Existe cierto consenso en situar el origen de la voz intelectual sustantivada en torno al conocido affaire Dreyfus y a la carta que Émile Zola escribió en enero de 1898 al presidente de la III República Francesa, Félix Faure, subtitulada por Clemenceau con el célebre J'accuse! Acto seguido, los intelectuales afloraron por Europa como consecuencia de diversos acontecimientos que generaron su movilización (por ejemplo, en Alemania, Inglaterra o España con los casos Spahn, Wilde y los sucesos de Montjuïc, respectivamente). Los teóricos han destacado que cualquier definición estática del intelectual a lo largo del siglo XX resulta inapropiada ya que su aplicación a un periodo difícilmente se ajusta a lo que se puede entender por tal en otro (antes de los años veinte conformaron una élite que se concibió como conciencia de la multitud inerte; posteriormente, salieron de su abstención política y accedieron a la "plazuela pública"; y, tras la II Guerra Mundial, el término se tendió a aplicar, exclusivamente, a personas vinculadas ideológicamente con la izquierda). Sin ánimo de ser exhaustivos, toda definición del intelectual recoge los siguientes elementos: 1. Son personas vinculadas al mundo cultural o científico; 2. Manifiestan un compromiso cívico influyendo en la política, o bien directamente, o bien a través de su criterio profesional; 3. Tienen cierta proyección social a través de los medios de comunicación, y 4. Si se quiere, constituyen cierto estatus o clase sociológica diferenciada.

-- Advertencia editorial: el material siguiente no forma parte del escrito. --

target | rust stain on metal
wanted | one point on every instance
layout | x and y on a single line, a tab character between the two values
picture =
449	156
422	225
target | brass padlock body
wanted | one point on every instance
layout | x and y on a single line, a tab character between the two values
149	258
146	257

Marañón vivió una época dorada de la intelectualidad. Entonces centraron el debate público y adquirieron un ascendiente social que no volverían a conocer y que llevó a Azorín a bautizar el régimen de 1931 como República de los intelectuales. Pero ¿cuál fue el camino que les llevó a esa ascendencia? Primero, concibieron su compromiso ético con la sociedad a través de su profesión. Antes de acceder a la esfera política, brillaron con luz propia en sus respectivas disciplinas. Marañón supone un buen ejemplo. Sus trabajos científicos y experimentales se centraron en la lucha contra las enfermedades infecciosas y en el impulso de la endocrinología,en lo que fue pionero en nuestro país. Al filo de los años veinte gozaba ya de un amplio prestigio internacional como consecuencia de algunas de sus aportaciones a la ciencia clínica.

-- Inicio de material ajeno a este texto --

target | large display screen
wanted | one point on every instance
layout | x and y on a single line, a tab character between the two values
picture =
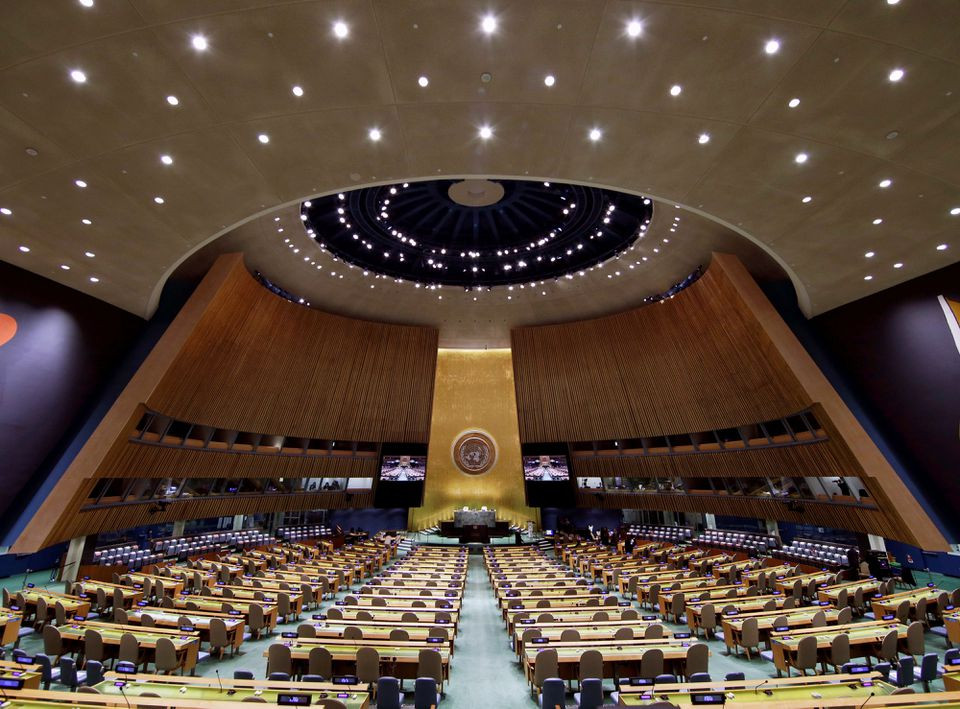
403	468
546	468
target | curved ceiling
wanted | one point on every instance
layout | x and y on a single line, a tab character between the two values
877	86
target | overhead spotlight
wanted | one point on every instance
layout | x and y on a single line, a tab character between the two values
488	24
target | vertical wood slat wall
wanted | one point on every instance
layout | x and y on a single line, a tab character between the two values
257	362
696	363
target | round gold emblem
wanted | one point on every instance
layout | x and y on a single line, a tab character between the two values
474	453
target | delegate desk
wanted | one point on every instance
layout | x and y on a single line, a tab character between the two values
865	640
212	689
187	645
199	621
397	659
793	691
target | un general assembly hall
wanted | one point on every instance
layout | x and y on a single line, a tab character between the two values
468	354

Segundo, fue en ese ejercicio profesional donde se plasmó en un inicio su compromiso ético con la sociedad. Así, Marañón publicó desde 1917 artículos en los que se refleja una profunda preocupación por la situación sociosanitaria de los sectores más desfavorecidos (mendicidad, infancia desfavorecida, etcétera). En 1918 viajó a Francia para estudiar la etiología de la catastrófica pandemia gripal que asolaba buena parte de Europa. También por entonces impulsó, conforme a los parámetros médicos más vanguardistas, la construcción del Hospital del Rey o de Enfermedades Infecciosas. O, en junio de 1922, tuvo lugar su célebre viaje a Las Hurdes con Alfonso XIII a partir del cual se pusieron en marcha acciones terapéuticas que paliaron el hipotiroidismo congénito y endémico de su población. Pues bien, fue a partir de entonces cuando, con mayor o menor fortuna, se implicó en la vida política nacional.

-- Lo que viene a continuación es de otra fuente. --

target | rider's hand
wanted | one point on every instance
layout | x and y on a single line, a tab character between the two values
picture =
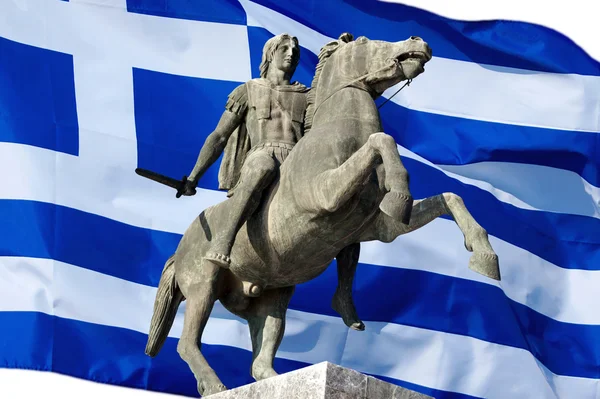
188	189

Tercero, Marañón, como aquellos intelectuales de la Edad de Plata de la Cultura Española y a diferencia del profesional de la política, concibió su acceso a la política como un servicio a su país, como una responsabilidad ética para con sus conciudadanos. Es conocido cómo durante la Dictadura de Primo de Rivera enarboló la bandera del liberalismo. Con la crisis de la Monarquía fundó, junto a Ortega y Gasset y Pérez de Ayala, la Agrupación al servicio de la República. Con la sublevación militar de julio de 1936, tras un inicial apoyo al Gobierno legítimo, los acontecimientos revolucionarios que vivió en Madrid en los meses de agosto y septiembre le distanciaron del régimen republicano. Una vez llegado a París, apoyó al bando autodenominado nacional, percatándose entonces del peligro que llamaron de bolchevización del Gobierno de Madrid, pero minimizando la amenaza fascista durante la guerra, entendiendo que daría lugar a una dictadura que contemplaba como transitoria hacia una nueva era liberal depurada de errores pasados. Como miembro de la que se ha conocido como Tercera España, ya desde los meses finales de la propia Guerra y hasta el final de sus días, insistió en la necesidad de la reconciliación nacional para la construcción de la futura España. A través de un liberalismo posibilista que, como es sabido, no tuvo traducción política, reivindicó la libertad como valor humano esencial, el respeto y tolerancia hacia las ideas de los demás y, derivado de ello, la españolidad del exilio (frente al discurso de la Antiespaña elaborado por el régimen franquista). Como expresó Miguel Artola con ocasión del centenario del nacimiento de Marañón, su "mayor aportación política fue sin duda haber levantado la bandera del liberalismo, de la libertad, en una época en que pocos o ninguno podían hacerlo".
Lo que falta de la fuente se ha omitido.